A poem

I have a complicated relationship with poetry.

I won’t go into specifics, but I’ve never understood the great capitalised concept of Poetry, and I’ve never really understood why I should have to. Can’t poetry just be words on a page? Something we write when we need a way to spill our thoughts? Why does everything have to have a hidden meaning?

GCSE English, I’m looking at you.

I’ve written some terrible poems in my time, but also some I’m proud of.

Proud of.

Embarrased by.

Poems can have different effects on different people. They can make you angry, sad, happy, confused…

Pick an emotion, I’ll find you a poem. I mean not me, personally, I have things to do. The world at large will find you a poem for it.

To an extent, I suppose my question is this: what constitutes poetry? Can true poetry only be the written stuff with often dodgy rhyming that they throw at you in school and tell you that the myriad meanings behind digging for potatoes are of paramount importance? Can’t poetry just be the thing that makes you feel?

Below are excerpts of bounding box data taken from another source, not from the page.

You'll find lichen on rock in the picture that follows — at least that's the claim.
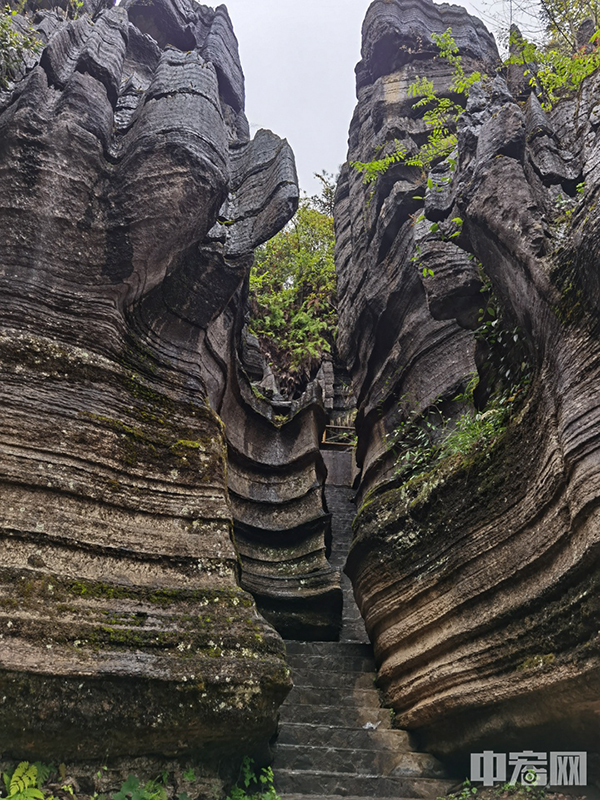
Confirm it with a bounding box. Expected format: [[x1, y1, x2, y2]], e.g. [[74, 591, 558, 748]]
[[0, 0, 298, 775]]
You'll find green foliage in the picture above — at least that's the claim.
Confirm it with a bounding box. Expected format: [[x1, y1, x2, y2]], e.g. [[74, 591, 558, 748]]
[[112, 775, 167, 800], [506, 30, 600, 111], [350, 28, 485, 184], [227, 756, 281, 800], [2, 761, 56, 800], [249, 191, 337, 393], [0, 5, 42, 89], [3, 761, 44, 800], [389, 375, 515, 482]]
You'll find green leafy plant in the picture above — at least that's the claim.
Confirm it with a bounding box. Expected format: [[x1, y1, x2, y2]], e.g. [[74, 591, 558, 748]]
[[0, 5, 42, 89], [2, 761, 56, 800], [350, 28, 486, 188], [112, 775, 167, 800], [227, 756, 281, 800], [249, 191, 337, 395], [505, 29, 600, 111]]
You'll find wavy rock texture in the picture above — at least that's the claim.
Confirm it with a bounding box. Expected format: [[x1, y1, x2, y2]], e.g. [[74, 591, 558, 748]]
[[336, 0, 600, 769], [0, 0, 300, 772]]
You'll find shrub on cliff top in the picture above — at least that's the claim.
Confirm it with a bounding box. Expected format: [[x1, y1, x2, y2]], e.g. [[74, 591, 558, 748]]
[[249, 185, 337, 395]]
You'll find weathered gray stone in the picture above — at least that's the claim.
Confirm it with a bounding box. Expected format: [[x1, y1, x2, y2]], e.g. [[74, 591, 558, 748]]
[[335, 0, 600, 771], [0, 0, 300, 778]]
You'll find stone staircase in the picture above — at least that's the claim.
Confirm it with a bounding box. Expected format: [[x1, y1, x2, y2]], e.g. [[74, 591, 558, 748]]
[[273, 453, 454, 800]]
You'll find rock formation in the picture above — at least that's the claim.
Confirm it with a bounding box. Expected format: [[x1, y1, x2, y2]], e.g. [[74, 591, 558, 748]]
[[336, 0, 600, 771], [0, 0, 339, 772]]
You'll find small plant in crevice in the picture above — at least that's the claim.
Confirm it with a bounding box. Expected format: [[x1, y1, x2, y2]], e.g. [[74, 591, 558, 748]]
[[436, 778, 548, 800], [0, 5, 42, 89], [227, 756, 281, 800], [350, 28, 486, 184], [388, 268, 531, 485], [2, 761, 54, 800]]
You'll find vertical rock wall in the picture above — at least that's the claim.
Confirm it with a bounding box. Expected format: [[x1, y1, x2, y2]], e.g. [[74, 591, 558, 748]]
[[336, 0, 600, 769], [0, 0, 310, 770]]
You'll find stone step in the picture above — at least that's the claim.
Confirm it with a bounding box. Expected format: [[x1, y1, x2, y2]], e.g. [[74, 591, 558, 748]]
[[286, 653, 375, 673], [279, 701, 392, 730], [285, 639, 373, 658], [283, 681, 380, 709], [292, 667, 377, 692], [277, 721, 412, 753], [273, 743, 445, 778], [275, 769, 455, 800]]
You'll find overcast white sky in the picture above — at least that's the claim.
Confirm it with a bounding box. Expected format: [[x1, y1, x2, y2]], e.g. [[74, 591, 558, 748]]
[[221, 0, 531, 194]]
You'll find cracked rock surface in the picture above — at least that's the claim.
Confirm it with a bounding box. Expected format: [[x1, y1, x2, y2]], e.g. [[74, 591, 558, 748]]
[[335, 0, 600, 770]]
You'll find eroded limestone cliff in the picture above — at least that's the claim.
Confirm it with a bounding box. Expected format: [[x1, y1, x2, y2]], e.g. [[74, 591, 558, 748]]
[[0, 0, 339, 771], [336, 0, 600, 769]]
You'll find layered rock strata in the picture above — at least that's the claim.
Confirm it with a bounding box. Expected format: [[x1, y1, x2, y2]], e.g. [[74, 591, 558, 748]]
[[0, 0, 304, 770], [336, 0, 600, 770]]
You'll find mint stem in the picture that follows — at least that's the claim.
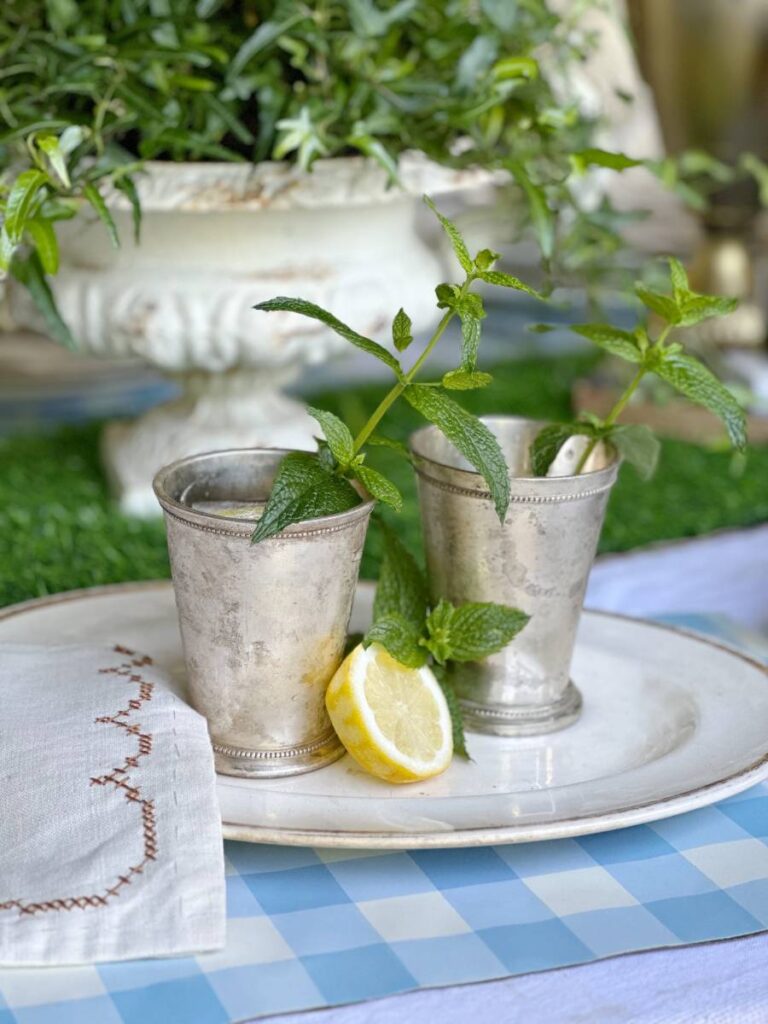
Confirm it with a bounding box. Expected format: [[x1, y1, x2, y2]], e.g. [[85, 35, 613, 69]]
[[573, 324, 672, 476], [352, 273, 475, 456]]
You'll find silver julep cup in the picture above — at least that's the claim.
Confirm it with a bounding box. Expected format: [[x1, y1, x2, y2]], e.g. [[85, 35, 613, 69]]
[[154, 449, 373, 778], [411, 417, 618, 736]]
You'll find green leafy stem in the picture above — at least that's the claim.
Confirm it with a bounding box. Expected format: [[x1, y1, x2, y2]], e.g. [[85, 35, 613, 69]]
[[252, 197, 541, 543], [0, 125, 141, 349], [364, 521, 528, 757], [530, 259, 746, 479]]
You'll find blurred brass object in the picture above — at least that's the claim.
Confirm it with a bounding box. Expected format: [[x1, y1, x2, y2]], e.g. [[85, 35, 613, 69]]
[[628, 0, 768, 346]]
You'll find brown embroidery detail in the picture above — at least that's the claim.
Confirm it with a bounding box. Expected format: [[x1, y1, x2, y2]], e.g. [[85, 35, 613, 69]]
[[0, 645, 158, 918]]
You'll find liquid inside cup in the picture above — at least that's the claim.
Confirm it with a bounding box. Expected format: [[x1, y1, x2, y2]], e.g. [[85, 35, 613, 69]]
[[189, 500, 266, 522]]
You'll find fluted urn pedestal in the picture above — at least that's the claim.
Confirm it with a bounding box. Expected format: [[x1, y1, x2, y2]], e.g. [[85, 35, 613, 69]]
[[9, 154, 478, 515]]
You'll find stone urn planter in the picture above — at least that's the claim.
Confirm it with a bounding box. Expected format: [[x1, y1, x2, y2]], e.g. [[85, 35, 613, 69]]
[[9, 154, 481, 515]]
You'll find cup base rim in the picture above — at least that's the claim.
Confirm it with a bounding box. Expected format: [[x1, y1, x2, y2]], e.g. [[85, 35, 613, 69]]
[[213, 732, 345, 778], [459, 681, 583, 736]]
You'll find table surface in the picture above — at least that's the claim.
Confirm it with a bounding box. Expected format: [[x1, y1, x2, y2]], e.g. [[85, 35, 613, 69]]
[[262, 525, 768, 1024], [0, 524, 768, 1024]]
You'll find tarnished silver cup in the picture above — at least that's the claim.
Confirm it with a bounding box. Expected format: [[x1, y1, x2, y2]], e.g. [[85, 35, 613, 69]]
[[154, 449, 373, 778], [411, 417, 617, 736]]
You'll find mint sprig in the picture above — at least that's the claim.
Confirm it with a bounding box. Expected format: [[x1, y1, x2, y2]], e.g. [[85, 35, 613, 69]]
[[253, 196, 541, 544], [530, 258, 746, 479], [364, 523, 528, 757]]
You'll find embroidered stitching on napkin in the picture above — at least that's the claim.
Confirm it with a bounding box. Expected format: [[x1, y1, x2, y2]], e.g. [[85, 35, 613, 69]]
[[0, 645, 224, 965]]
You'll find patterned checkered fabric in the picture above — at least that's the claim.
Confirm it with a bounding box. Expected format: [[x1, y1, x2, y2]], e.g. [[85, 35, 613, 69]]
[[0, 623, 768, 1024]]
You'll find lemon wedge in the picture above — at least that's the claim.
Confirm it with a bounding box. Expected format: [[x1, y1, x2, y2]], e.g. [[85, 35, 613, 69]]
[[326, 643, 454, 782]]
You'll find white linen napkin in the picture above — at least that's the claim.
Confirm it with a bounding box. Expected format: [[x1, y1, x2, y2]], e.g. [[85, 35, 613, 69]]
[[0, 645, 225, 966]]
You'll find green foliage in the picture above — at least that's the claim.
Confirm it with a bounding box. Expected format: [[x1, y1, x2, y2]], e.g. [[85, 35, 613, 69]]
[[0, 0, 614, 321], [392, 309, 414, 352], [404, 384, 509, 521], [530, 423, 584, 476], [352, 463, 402, 512], [253, 295, 400, 376], [571, 324, 643, 362], [0, 128, 135, 339], [653, 349, 746, 451], [606, 423, 662, 480], [254, 196, 537, 540], [530, 258, 746, 479], [424, 600, 529, 665], [306, 406, 354, 467], [364, 524, 528, 757], [0, 355, 768, 606]]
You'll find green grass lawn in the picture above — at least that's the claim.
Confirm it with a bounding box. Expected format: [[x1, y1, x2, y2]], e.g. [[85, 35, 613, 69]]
[[0, 356, 768, 605]]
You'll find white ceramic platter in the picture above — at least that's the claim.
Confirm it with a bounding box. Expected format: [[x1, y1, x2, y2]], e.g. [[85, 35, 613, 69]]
[[0, 583, 768, 849]]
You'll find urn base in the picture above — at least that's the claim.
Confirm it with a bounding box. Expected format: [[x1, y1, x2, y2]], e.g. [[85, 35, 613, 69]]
[[459, 682, 582, 736]]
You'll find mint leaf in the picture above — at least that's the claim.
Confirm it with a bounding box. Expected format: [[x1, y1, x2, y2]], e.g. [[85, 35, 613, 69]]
[[10, 250, 78, 351], [570, 324, 643, 362], [459, 312, 481, 373], [475, 249, 502, 270], [403, 384, 510, 522], [83, 184, 120, 249], [604, 423, 662, 480], [680, 292, 738, 327], [670, 256, 690, 301], [528, 423, 585, 476], [570, 147, 643, 174], [352, 464, 402, 512], [35, 135, 72, 188], [447, 602, 530, 662], [251, 452, 360, 544], [392, 309, 414, 352], [423, 598, 456, 665], [306, 406, 354, 467], [423, 600, 529, 665], [253, 295, 402, 378], [424, 196, 474, 273], [477, 270, 544, 299], [366, 434, 412, 462], [432, 665, 472, 761], [27, 217, 58, 273], [3, 170, 48, 245], [652, 349, 746, 452], [442, 370, 494, 391], [374, 520, 427, 632], [115, 174, 141, 245], [364, 611, 427, 669], [509, 160, 555, 260], [635, 283, 680, 326]]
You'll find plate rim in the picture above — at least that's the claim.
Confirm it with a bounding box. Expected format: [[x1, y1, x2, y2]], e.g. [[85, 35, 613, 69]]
[[0, 579, 768, 850]]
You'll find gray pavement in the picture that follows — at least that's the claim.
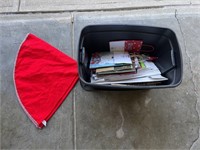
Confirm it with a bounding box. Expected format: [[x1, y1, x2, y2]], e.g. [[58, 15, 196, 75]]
[[0, 0, 200, 150]]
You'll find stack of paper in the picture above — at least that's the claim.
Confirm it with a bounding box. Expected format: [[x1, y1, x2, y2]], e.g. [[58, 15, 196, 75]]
[[90, 52, 168, 84]]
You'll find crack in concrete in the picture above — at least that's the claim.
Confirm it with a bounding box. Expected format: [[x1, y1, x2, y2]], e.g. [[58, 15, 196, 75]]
[[70, 13, 77, 150], [17, 0, 21, 12], [175, 9, 200, 150]]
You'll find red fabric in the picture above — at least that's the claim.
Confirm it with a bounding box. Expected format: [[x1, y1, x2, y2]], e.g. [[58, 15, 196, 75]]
[[14, 34, 78, 128]]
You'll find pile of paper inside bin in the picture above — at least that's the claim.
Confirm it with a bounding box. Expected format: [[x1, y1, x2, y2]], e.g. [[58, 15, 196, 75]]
[[89, 40, 168, 85]]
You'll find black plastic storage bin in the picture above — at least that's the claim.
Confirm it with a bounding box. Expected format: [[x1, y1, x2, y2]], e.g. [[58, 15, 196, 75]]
[[78, 25, 183, 90]]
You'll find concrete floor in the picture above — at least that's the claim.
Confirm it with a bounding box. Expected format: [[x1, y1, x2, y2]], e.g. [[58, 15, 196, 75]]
[[0, 2, 200, 150]]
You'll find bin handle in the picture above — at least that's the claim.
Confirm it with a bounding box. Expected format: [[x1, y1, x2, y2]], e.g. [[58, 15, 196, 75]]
[[161, 49, 176, 74]]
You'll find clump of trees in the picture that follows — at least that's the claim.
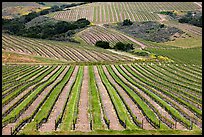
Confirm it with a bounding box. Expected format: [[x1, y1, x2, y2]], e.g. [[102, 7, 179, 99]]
[[160, 11, 177, 18], [123, 19, 133, 26], [95, 40, 111, 49], [178, 11, 202, 27], [2, 16, 90, 41], [95, 41, 134, 51], [113, 42, 134, 51]]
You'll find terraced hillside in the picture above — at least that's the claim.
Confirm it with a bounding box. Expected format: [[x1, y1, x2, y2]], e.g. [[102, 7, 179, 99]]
[[2, 2, 50, 19], [2, 2, 202, 135], [2, 34, 137, 63], [77, 26, 140, 48], [2, 63, 202, 134], [48, 2, 200, 24]]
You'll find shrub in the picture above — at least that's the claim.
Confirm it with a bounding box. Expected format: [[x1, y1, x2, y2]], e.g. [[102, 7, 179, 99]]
[[95, 41, 111, 49], [114, 42, 134, 51], [135, 51, 149, 56], [123, 19, 133, 26]]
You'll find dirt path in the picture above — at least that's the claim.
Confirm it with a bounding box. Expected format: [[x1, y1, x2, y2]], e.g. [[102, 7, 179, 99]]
[[2, 66, 66, 135], [107, 65, 154, 130], [94, 66, 123, 130], [157, 14, 166, 23], [97, 24, 147, 49], [75, 66, 90, 132], [39, 66, 79, 132], [193, 2, 202, 9]]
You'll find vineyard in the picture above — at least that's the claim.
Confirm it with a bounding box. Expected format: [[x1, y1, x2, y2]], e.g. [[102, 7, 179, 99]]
[[2, 34, 134, 63], [2, 2, 202, 135], [48, 2, 200, 24], [2, 63, 202, 134], [78, 26, 140, 48]]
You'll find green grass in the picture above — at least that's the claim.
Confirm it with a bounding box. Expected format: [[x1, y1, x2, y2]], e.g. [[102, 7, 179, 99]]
[[89, 66, 105, 130], [115, 66, 167, 129], [25, 66, 74, 130], [147, 48, 202, 65], [2, 68, 63, 123], [98, 66, 138, 129], [130, 65, 202, 119], [20, 129, 202, 135], [60, 66, 83, 131]]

If people can say that some random dude scoring a mildly impressive goal in a football game that some people care about more than they care about their own families is poetry in motion, then I can say that the feeling I got the first time I single-based someone in cheerleading is poetry.

If hope is the thing with feathers, poetry can be the thing with scales. The thing underwater that drags you under and swirls around your head and makes you forget which way is up.

Alfred J Prufrock measured out his life in coffee spoons, and I’m measuring mine in overpriced coffees and tight hugs and Skype calls and laughter.

I could quote a thousand poems that have meant something to me, and a thousand whose supposed deep emotional meaning has completely passed me by.

Poetry is when we’re flying running screaming laughing crying bleeding hoping breathing.

This poem doesn’t rhyme. This poem is hideously unstructured. This poem can only be called a poem because I say it is.

I’ve written poems about Arabic, and poems about custard, and poems about poems. I’ve read poems about everything under the sun. I have a few favourite poems that I go back to time and time again, whether I understand them or not.

People are snobs about poems. Snobs in poems. People are also beautifully, heartbreakingly open and honest in poems. Poetry hits you in the solar plexus in a way that most longform literature doesn’t. Mostly short, sometimes sweet, sometimes bitter, poems worm their way into the deepest recesses of your mind, where you forgot you could even feel that emotion.

Poetry’s beautiful, and ugly, and kind, and cruel. As are we. Poetry and humanity don’t fall far from each other.

I’ll keep writing poems that no one except me will ever read, and I’ll keep reading poems that I love, hate, understand and don’t, because I want to. And I think you should too. If you want.